Leftover ingredients can sometimes take you to an unexpected dish. I already had pancetta on hand, and a bunch of chives were starting to go bad in the fridge. Based on this pairing, I searched the web for a recipe that would help me use up a lot the chives before they went to waste, and I found this dish. Despite trying to use up the food I already had in my fridge, I brought home nearly a pound of swordfish.
The recipe is called oil-poached swordfish, which makes little sense to me. Poaching involves using a moderately low temperature “bath” to cook delicate meats like fish. The original recipe called for a lot of oil (4 cups!) – although the fish won’t absorb all that oil (over 7,000 calories), it will absorb some. I made a couple of changes to this recipe to simplify it, starting with searing and pan-frying the swordfish. Swordfish is a meaty fish, and it doesn’t need the delicate treatment of poaching. I’m also a fan of using (and washing) as few dishes as possible, so instead of making a chive oil suspension, I muddled the herbs in the oil for a chunkier dressing.
This dish turned out really well, but it didn’t even need the swordfish to make it shine. The corn and pancetta combo would be good on its own. Again, I like the Bittman-esque idea of keeping fatty meats (like the pancetta) on the sideline, as a flavor agent, rather than giving it center stage every time.
– 3 ears corn, husked
– 1 heaping Tablespoon chives, chopped
– 1 Tablespoon extra virgin olive oil
– 1 pound swordfish steaks
– 1/3 cup diced pancetta (a bit less than 1/4 lb.)

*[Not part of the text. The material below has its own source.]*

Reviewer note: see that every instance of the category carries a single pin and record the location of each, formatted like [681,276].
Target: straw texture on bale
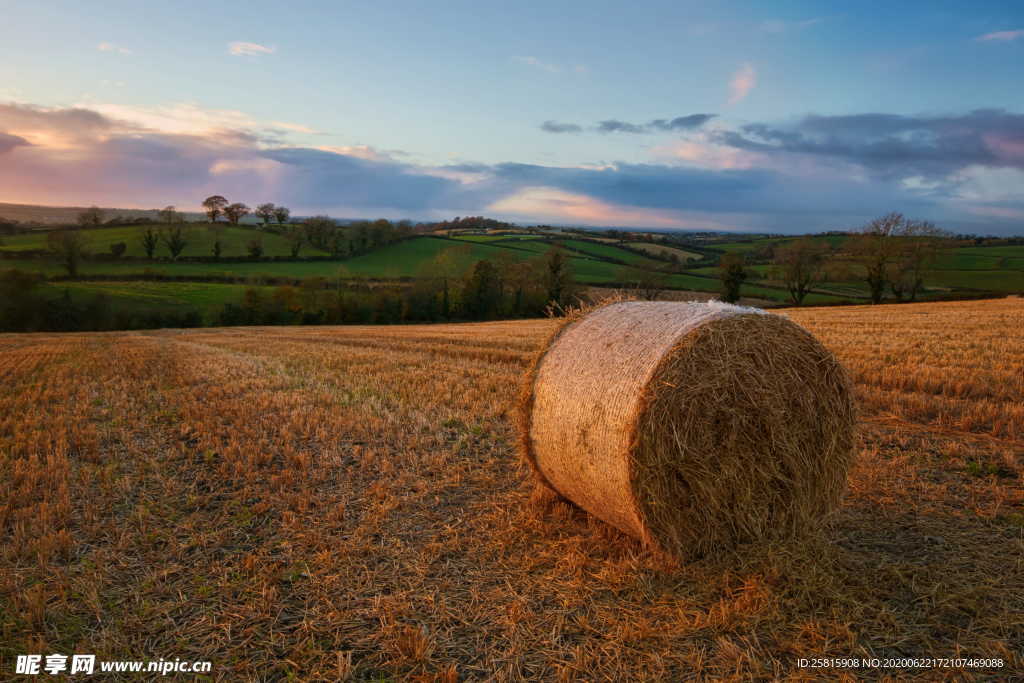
[692,426]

– 2 cloves garlic, finely chopped
– 1 small shallot, finely chopped
– 2 sprigs fresh thyme leaves
– 1/4 cup white wine
– 1/2 Tablespoon butter
1) Bring a large pot of water to a boil. Add about a Tablespoon of salt to the boiling water, then add the corn. Cook the corn for 8 minutes. Using tongs, remove the corn from the water and set aside. Reserve 1 cup of the salted cooking water. When the corn has cooled slightly, cut the corn kernels off the cob.
2) Meanwhile, combine the olive oil and chives together in a small bowl. Muddle or crush with the back of a spoon or in a mortar with a pestle. Set aside.
3) Heat a grill pan with a light coating of oil over medium-high heat. Once it’s hot, gently add the swordfish steaks to sear. Cook 2 minutes or until browned, then flip over to brown the other side. Continue to cook 10-12 more minutes, flipping once more, until the swordfish registers 150-degrees when tested with a meat thermometer.
4) At the same time, in a large skillet over medium heat, saute the diced pancetta until cooked and starting to crisp. Add the garlic, shallots, and thyme and saute until soft but not brown, 3 minutes. Stir in the corn kernels. Add the reserved corn cooking water and cook about 5 more minutes. Season with salt and pepper.
5) Plate a generous portion of the corn on each plate. Deglaze the skillet: pour the white wine into the skillet over medium heat and use a wooden spoon to scrape up the browned bits of corn and pancetta still remaining. Add the butter and stir to melt and combine with the wine. Pour over the corn on each plate. Divide the cooked swordfish and place on the bed of corn. Serve immediately.